Triclosan is an antibacterial and antifungal agent present in some consumer products such as: toothpaste, soap, detergent, toys, and surgical cleaning treatments. It is used in products for humans. This article was first published in 2012. It has been checked and updated. The information remains relevant more than 10 years later.
But Triclosan is harmful to cats on my research. So, what exactly is it and where does it come from? Well, it is probably manufactured by a number of companies throughout the world but a search indicated that a high percentage are based in China. One company is from Tianjin Bailing Disinfectant Co.,Ltd. Another is from Jiangsu Equalchem Co.Ltd.
There are many others both inside and outside China. China is not known to be highly ethical in respect of their products. See for example Melamine in Cat Food. And on a different subject, Cat Meat Name and Shame.
Triclosan is an ingredient in soap for human use
Triclosan is a “potent wide spectrum antibacterial and antifungal agent”. It is an ingredient of antibacterial soap. The idea is that its presence in soap has an added benefit over ordinary soap in that some of this chemical stays on the hands after rinsing, which then kills bacteria. All well and good but the trouble is that this chemical (5-chloro-2-(2,4-dichlorophenoxy) phenol) has been linked to health issues in humans and as a consequence Triclosan may be harmful to cats as well.
Triclosan can be converted to dioxins (a known cancer producing chemical) on contact with free chlorine in tap water via an intermediary chemical called 2,4-dichlorophenol, as one example.
An early study from 1996 found it to be okay, “triclosan is neither an acute oral toxicant nor that it acts as a carcinogen, mutagen, or teratogen”. A study dated 2018 titled: “Biomonitoring of bisphenol A, triclosan and perfluorooctanoic acid in hair samples of children and adults”, concluded: “Bisphenol A (BPA), triclosan (TCS) and perfluorooctanoic acid (PFOA) are endocrine disruptors linked with negative health effects such as developmental, reproductive and cardiovascular toxicity.”
Other studies have found that the chemical is passed in cat’s urine which indicates that it being ingested and has a high absorption potential. More tests were needed to establish how toxic it is over time when building up.
Studies have also concluded that Triclosan can act as an endocrine disruptor in the North American bullfrog. In other words, it can disrupt the production of hormones. Also, it is felt that its presence can contribute to creating drug-resistant bacteria.

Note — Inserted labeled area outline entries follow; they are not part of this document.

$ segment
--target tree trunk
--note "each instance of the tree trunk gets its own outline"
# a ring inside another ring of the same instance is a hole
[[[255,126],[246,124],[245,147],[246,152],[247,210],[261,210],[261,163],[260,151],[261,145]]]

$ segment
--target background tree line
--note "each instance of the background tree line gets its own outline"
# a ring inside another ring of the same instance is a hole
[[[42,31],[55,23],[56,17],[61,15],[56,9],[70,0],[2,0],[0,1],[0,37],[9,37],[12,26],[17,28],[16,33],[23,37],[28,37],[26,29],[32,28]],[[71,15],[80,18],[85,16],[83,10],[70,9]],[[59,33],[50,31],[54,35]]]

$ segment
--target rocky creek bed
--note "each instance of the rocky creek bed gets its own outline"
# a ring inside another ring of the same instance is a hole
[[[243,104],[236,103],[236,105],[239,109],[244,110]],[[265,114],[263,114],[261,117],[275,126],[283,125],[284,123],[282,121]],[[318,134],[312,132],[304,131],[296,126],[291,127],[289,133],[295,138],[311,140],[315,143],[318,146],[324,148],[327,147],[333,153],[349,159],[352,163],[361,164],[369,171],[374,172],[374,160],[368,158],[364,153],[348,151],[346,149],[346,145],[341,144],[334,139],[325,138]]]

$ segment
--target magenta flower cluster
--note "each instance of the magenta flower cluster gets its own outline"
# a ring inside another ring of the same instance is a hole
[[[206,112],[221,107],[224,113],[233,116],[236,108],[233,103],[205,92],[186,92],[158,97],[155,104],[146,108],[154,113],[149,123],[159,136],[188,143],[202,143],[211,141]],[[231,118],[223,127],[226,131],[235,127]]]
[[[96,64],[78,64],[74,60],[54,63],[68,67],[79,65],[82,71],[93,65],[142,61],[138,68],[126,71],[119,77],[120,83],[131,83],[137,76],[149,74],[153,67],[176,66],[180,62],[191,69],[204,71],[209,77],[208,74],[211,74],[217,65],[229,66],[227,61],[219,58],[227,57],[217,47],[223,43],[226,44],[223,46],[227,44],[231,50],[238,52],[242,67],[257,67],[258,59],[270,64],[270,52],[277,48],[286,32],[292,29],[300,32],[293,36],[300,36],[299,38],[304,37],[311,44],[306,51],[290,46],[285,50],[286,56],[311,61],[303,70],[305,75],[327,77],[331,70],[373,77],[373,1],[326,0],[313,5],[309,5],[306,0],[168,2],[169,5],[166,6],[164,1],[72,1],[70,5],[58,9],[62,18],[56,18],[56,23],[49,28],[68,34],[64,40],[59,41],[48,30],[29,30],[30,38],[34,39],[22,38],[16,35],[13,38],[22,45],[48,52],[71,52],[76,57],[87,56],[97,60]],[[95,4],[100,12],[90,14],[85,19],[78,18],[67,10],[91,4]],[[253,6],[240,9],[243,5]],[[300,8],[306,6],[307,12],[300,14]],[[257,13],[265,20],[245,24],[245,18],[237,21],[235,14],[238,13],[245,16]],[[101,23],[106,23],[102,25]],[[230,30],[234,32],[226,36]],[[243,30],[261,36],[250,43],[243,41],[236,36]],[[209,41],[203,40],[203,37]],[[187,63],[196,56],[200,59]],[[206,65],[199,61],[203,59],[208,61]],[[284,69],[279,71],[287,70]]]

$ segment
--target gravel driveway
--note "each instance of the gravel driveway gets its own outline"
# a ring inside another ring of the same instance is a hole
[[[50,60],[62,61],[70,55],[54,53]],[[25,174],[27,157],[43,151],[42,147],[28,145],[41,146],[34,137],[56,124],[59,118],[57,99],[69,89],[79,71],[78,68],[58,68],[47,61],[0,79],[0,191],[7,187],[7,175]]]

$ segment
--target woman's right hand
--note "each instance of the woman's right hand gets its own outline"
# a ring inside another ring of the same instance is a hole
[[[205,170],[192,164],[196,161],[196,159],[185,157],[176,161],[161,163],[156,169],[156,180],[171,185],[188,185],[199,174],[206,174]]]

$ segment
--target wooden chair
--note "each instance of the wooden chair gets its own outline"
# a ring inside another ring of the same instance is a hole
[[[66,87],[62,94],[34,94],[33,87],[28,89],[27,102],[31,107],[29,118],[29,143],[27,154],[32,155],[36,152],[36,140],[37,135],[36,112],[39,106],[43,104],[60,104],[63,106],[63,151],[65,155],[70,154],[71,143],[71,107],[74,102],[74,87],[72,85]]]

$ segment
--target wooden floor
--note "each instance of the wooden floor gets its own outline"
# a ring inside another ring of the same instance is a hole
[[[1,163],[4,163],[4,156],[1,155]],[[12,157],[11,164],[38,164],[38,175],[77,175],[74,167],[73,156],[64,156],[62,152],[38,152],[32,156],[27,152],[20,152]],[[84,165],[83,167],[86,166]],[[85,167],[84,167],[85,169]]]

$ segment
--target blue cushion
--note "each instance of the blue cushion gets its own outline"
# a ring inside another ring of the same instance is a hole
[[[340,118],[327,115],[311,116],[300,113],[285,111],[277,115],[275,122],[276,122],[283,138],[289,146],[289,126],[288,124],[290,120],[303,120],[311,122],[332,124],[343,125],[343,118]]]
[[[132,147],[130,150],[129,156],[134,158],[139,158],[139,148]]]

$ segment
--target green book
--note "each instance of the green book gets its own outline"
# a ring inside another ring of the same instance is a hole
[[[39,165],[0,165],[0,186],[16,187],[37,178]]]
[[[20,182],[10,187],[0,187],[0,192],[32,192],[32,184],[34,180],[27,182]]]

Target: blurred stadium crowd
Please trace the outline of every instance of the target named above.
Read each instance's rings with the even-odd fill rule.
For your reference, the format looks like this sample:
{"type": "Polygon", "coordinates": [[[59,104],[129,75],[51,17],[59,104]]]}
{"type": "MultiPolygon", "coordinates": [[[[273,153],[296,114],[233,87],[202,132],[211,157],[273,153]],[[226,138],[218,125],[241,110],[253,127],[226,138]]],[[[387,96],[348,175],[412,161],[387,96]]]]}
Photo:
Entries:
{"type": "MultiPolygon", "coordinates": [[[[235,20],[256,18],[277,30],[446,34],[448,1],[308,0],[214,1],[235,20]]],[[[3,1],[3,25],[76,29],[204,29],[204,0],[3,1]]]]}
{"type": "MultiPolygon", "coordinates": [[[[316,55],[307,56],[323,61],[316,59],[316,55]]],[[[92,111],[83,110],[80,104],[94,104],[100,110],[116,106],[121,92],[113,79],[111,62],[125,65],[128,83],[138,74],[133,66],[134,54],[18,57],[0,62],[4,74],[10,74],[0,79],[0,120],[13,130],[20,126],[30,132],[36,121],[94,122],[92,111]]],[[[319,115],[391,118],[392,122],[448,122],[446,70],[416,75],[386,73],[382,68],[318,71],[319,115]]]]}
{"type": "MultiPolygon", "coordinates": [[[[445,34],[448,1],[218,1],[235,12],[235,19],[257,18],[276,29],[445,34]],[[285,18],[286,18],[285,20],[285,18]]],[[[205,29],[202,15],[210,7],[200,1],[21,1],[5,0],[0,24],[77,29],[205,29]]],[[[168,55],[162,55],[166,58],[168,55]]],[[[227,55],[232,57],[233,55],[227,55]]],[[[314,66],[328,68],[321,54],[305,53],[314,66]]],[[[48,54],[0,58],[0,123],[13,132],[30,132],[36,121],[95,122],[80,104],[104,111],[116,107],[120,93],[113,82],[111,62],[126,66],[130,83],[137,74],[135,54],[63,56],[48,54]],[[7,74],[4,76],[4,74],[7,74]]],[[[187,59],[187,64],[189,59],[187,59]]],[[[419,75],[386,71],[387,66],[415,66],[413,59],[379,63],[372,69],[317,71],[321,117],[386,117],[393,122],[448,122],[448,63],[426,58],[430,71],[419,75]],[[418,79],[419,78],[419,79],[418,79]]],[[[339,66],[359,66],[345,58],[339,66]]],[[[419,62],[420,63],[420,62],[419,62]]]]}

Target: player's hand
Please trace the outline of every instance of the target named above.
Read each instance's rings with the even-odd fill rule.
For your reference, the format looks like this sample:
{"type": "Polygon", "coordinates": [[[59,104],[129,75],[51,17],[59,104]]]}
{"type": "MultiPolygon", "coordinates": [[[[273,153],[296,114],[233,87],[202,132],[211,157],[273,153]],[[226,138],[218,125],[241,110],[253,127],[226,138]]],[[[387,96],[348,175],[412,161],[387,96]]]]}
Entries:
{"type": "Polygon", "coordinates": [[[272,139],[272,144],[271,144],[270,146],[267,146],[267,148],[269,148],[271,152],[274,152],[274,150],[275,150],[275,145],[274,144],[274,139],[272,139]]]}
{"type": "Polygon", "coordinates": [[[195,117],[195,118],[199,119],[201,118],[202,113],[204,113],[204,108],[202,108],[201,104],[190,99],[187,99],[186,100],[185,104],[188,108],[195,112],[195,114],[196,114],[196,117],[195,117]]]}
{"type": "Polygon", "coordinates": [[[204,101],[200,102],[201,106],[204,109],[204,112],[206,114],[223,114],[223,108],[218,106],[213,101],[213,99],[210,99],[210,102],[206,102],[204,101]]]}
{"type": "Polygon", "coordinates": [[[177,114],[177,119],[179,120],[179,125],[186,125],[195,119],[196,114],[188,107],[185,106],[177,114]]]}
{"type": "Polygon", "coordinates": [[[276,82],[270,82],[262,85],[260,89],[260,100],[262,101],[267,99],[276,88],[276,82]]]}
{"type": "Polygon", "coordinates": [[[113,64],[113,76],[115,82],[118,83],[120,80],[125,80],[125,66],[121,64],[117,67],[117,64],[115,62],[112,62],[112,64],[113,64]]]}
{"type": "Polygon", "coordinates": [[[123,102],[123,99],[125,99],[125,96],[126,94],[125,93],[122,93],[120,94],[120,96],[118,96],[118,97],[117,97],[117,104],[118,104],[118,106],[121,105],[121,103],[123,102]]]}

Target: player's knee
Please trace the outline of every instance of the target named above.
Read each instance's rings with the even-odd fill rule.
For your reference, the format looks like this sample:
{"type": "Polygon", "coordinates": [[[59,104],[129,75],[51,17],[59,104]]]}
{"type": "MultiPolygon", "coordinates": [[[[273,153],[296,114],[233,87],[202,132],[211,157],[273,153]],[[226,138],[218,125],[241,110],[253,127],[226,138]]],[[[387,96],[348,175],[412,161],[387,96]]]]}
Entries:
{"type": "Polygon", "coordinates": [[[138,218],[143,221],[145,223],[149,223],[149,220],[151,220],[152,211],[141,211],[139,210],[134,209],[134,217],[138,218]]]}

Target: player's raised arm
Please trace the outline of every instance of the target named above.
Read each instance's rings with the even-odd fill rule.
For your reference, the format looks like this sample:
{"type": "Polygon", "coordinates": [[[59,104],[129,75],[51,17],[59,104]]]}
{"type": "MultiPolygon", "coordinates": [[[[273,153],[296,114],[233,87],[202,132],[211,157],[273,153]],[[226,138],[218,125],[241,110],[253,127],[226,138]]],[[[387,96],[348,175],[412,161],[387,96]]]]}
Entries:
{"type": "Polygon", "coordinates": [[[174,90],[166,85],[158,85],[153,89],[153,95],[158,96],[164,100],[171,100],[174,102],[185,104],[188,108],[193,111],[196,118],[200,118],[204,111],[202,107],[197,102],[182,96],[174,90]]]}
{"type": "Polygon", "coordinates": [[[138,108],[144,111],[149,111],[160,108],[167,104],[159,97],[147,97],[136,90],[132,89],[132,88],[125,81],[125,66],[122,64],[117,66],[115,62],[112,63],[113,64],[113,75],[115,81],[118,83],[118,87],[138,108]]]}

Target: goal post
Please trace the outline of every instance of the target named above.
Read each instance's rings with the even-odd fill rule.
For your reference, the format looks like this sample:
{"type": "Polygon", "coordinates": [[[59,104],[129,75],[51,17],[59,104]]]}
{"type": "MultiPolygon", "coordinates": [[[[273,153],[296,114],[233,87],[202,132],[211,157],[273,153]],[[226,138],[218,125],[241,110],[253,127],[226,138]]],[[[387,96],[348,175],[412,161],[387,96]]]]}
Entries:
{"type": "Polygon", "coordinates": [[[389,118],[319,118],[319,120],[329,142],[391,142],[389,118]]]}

Apparently in humans this chemical has been linked to human health issues such as:
- endocrine system abnormalities (mentioned above)
- weakened immune system
- birth defects
- weight loss that is abnormal and
- cell growth that is abnormal (src: http://www.drbenkim.com)
Transfer from human to cat
The major point is this; it is argued that ordinary soap does just as good a job in getting rid of bacteria. So, the inevitable conclusion is that Triclosan is, indeed, harmful to cats because cats will invariably lick our hands and other parts of us. If the chemical is still on us when we are licked then it will then be ingested and cause harm to our cat. I would stick to ordinary soap. Where health is concerned, we must “play safe”.
Benedette Cuffari, M.Sc. has reported the following: “United States Food and Drug Administration (FDA) banned the incorporation of triclosan and 18 other antimicrobial chemicals from household soap products”. This currently stands as at 2023. But I suspect it is used in other countries and in other products which makes this page useful.
Note: there are many hidden chemical dangers to cats in the home in standard household products for human use. It is the chemicals industry. They have a poor reputation for using chemicals which are effective in achieving a stated goal but harmful to pets.